Wednesday, December 7, 2011

NLRB Votes To Shorten Timelines in Representation Elections

The National Labor Relations Board voted 2-to-1 last week to approve a resolution to proceed with a limited number of amendments to the NLRB election process. The amendments are drawn from a more comprehensive proposal put forward by the Board in June. Chairman Mark Pearce and Member Craig Becker voted in favor of the resolution, while Member Brian Hayes voted against it, during a one-hour public meeting at Board headquarters on Wednesday, Nov. 30. A video recording of the meeting is available on the Board website ( As a result of the vote, a final rule will be drafted containing the proposed six amendments, which seek to reduce "delays" and "unnecessary" (in the words of the NLRB") litigation in the pre-election process. The final rule will be subject to approval of the Board, and if approved, will be published in the Federal Register.

The Board's action is a result of the failure of the Employee Free Choice Act ("EFCA") to pass Congress. In June, the Board submitted a proposal to compress the union representation election process into a shorter time frame. That proposal drew criticism from some in Congress and the business community, who argued that shortening the (what many employers view as an already short) time frame would deprive employers of the ability to effectively communicate their views to employees regarding union representation prior to elections. This, according to the critics, would result in an unbalanced playing field - with unions being able to communicate with employees about the benefits of union representation both pre- and post-petition (i.e., over a lengthy period of time) and employers' communications with employees in this regard being limited to a matter of days or weeks.

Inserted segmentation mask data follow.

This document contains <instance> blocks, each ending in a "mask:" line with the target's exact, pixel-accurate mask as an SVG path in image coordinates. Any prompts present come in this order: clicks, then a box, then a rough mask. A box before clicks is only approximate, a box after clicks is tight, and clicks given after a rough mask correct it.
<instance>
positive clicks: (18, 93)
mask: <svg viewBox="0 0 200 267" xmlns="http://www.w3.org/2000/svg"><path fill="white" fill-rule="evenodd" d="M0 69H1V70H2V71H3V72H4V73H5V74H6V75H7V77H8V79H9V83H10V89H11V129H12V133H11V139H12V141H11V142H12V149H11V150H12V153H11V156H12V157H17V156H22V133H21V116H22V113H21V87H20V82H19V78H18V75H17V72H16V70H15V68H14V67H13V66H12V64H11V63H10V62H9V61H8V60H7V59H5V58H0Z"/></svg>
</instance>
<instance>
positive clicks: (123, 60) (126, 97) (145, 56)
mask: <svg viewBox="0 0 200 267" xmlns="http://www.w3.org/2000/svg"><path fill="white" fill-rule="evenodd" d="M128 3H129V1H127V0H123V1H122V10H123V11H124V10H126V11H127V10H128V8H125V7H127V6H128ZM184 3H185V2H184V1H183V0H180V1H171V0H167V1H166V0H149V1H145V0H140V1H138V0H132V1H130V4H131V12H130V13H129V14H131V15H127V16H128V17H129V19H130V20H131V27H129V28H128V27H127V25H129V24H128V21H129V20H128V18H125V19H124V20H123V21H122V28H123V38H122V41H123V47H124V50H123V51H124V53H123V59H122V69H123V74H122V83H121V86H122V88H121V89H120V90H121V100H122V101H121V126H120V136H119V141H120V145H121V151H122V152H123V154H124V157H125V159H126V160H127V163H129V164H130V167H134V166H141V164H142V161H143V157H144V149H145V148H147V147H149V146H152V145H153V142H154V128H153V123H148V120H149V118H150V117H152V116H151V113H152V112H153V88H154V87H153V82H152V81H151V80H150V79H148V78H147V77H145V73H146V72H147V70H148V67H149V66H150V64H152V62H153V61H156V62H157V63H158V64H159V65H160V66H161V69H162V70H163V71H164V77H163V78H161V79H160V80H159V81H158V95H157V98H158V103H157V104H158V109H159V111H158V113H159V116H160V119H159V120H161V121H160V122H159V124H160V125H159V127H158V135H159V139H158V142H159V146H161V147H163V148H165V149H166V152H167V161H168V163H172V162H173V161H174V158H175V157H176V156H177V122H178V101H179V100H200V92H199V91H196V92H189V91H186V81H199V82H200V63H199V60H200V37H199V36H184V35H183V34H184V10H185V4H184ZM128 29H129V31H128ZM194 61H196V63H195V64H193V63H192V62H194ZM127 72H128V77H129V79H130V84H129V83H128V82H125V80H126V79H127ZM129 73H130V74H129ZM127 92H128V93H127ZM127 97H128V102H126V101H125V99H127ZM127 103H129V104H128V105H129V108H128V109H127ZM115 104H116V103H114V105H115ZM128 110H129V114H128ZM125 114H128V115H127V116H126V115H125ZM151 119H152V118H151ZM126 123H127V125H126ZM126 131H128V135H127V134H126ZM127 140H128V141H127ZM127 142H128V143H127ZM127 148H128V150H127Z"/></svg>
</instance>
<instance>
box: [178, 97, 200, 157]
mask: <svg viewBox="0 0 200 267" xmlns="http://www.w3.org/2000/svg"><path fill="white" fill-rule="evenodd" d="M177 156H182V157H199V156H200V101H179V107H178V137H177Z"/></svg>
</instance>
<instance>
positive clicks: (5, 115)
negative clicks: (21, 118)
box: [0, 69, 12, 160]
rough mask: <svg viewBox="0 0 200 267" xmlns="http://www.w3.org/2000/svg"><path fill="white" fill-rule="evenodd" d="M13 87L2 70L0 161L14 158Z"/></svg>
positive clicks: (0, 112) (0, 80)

Last week, Board Chairman Mark Pearce offered a modified version of new regulations without some of the most controversial portions. The cumulative effect of these provisions is to shorten the time before a representation election is conducted following the filing of an election petition by a union seeking to represent a group of employees. As relevant here, the Resolution provides as follows:
• Appeals to the Board pertaining to both pre-election and post-election issues are consolidating into one post-election "request for review," resulting in a shortened period from petition filing to election.
• By eliminating the possibility of appealing pre-election matters, the time between the filing of an NLRB election petition and an election will be significantly reduced.
• The NLRB Hearing Officer will determine whether post-election hearing briefing is necessary.
• The Hearing Officer may reject an attempt by the parties to fully litigate issues not deemed to be related to a "Question Concerning Representation" ("QCR"). Although the Board has not yet defined that term for purposes of the rule, there are indications that the majority does not consider determination of an individual's supervisory status to be relevant to the determination of a QCR. That often crucial initial question for employers would be put off until after the election, where long and drawn out hearings could defeat the majority's articulated quest for speedy resolution.

The portions "left for future consideration" from the original proposal are:
• Electronic filing of election petitions;
• Mandatory scheduling of hearings seven days after the notice of hearing is served;
• Filing of position statements by the parties;
• Inclusion of telephone numbers and e-mail addresses on the Excelsior voting list; and
• Reducing an employer's time to file an Excelsior voting list from seven to two working days.

The Resolution must still go through formal drafting procedures and a final vote followed by review by the Office of Management and Budget. However, since Member Becker's appointment expires at the end of the year and the Board will be unable to act with only two members in place, it is expected that Board action will occur before December 31.